3. Hey What’s Up Hello
I knew going into a medical field that I would encounter many different people of varying backgrounds, some of which wouldn’t be familiar with the English language. I wasn’t aware of just how often I would encounter people who were non-English speakers. I met all kinds of individuals from all over the world, including Mexico, Africa and France. I wish I had basic knowledge of some of these languages so I was able to at least communicate with my patients. Things like, “Hi, how are you? Do you have any pain? Do you live alone?” This way, I could make my patients feel more comfortable by speaking in their native language. And also feel less weird trying to mime out “put on your pants” in front of a set of very confused sisters from Nigeria. Fortunately, there are many methods of learning languages, so I can definitely pursue this “class” on my own time!
4. Budgeting for the Impulse Buyer
Buying new things is fun. Everybody loves buying stuff. We are living in a material world and I am a material girl. However, I realized how quickly I blew through money when I was living on my own. I had lived on campus for my entire undergraduate career. I never had to worry about paying for utilities like gas, electric, or internet because they were covered in my room and board. Once I started having to cough up money for basic things to survive, I had to choose how I spent my remaining money very wisely.
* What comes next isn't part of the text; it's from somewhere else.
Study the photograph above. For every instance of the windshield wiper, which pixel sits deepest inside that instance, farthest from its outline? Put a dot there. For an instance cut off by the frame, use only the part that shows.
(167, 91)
This meant avoiding my favorite place in the world, Target, for a solid three months and limiting how often I went out to eat at restaurants. I wish I had broken the habit of impulse buying early on in college. I still need to avoid the Dollar Spot at Target to this very day.
Being shoved out into the real world is an eye-opener. If I had some of these classes, I definitely wouldn’t have been as frazzled my first few weeks on my own. Now, most of my fictional classes’ criteria could easily be achieved with a little bit of research and self-control. The good news is that we can figure out this whole “adulting” thing together, one baby step at a time.